You’re reading a free article with opinions that may differ from The Motley Fool’s Premium Investing Services. Become a Motley Fool member today to get instant access to our top analyst recommendations, in-depth research, investing resources, and more. Learn More.

AstraZeneca (LSE: AZN) chief executive Pascal Soriot was always pursuing a high-risk, high-growth strategy, everybody knew that. Betting the farm on producing a string of lucrative new drug treatments was going to rattle nerves at some point.

Astra’s weaker

Yesterday was that point, with Astra’s share price plunging 15% after the failure of its new Mystic drug, designed as a first-line alternative to chemotherapy in stage IV lung cancer. I have seen this described as the most anticipated pharmaceutical industry clinical experiment this year, and it has ended badly. We warned you about Soriot’s high stakes game enough times and I said it was a strategy well worth pursuing. What choice did he have?

When Soriot was appointed CEO in October 2012 he inherited a seriously troubled company. The drug pipeline was depleting, key brands had lost exclusivity, cash-strapped governments were cutting health spending, and both revenues and profits were down sharply. At the time, investors could buy it for less than eight times earnings, on a yield of more than 6%.

Crestor of a wave

AstraZeneca looks in better shape today, even after yesterday’s crash. Its share price has climbed from 2,971p to 4,325p since his appointment, a rise of more than 45%. It is currently valued at 13.12 time earnings.
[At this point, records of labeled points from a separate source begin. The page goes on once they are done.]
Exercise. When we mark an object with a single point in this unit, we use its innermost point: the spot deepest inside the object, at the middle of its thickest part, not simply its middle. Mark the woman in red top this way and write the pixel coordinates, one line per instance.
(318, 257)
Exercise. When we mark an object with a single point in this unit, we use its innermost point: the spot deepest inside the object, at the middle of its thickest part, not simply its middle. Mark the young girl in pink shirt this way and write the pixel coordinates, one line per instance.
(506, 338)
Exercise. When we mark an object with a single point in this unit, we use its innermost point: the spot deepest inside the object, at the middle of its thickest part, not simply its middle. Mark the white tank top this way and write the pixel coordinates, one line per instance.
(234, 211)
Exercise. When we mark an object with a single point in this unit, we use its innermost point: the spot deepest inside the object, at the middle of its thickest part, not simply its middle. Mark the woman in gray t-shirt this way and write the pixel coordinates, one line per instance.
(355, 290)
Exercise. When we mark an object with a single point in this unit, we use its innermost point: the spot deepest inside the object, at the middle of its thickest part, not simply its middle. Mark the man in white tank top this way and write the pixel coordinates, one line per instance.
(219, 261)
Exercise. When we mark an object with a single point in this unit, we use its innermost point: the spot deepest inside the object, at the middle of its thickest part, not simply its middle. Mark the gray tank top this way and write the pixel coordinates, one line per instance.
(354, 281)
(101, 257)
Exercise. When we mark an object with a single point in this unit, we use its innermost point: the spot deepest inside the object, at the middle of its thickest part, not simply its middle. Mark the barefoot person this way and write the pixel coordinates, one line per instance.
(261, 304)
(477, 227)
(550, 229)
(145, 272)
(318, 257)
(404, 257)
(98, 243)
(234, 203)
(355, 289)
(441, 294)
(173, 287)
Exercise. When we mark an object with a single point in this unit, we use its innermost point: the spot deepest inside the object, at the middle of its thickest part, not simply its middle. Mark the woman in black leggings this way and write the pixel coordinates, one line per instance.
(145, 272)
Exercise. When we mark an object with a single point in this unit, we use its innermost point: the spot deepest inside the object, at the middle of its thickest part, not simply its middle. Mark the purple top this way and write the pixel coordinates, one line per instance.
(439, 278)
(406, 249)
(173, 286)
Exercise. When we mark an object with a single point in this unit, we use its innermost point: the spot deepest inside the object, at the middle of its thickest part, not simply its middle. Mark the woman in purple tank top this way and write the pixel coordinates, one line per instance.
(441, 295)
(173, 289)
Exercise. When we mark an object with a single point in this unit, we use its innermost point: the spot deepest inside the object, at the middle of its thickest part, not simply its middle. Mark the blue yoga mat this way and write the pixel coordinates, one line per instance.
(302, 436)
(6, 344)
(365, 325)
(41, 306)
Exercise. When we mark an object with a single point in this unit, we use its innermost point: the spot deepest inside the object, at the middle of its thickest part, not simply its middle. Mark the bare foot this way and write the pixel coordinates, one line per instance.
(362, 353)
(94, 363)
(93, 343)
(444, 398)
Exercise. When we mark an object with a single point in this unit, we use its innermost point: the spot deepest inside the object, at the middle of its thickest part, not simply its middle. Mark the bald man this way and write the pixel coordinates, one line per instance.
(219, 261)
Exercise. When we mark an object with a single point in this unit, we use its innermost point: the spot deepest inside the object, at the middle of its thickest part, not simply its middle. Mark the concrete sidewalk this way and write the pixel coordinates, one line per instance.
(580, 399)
This is still a great income play, yielding 5.09%. However, there are clearly underlying problems.

Loss of exclusivity of Crestor and Seroquel XR in the US is hurting, and was largely responsible for the 11% fall in product sales to $9.78bn. This was in line with expectations and is of course why Soriot was so keen to build up a new generation of treatments to replenish the old guard.

Profits up

AstraZeneca is hardly a one-trick pony either. As Soriot pointed out yesterday, it continues to deliver “transformative science across the pipeline, particularly in Oncology”. There are successes: lung cancer pill Tagrisso has significantly improved progression-free survival.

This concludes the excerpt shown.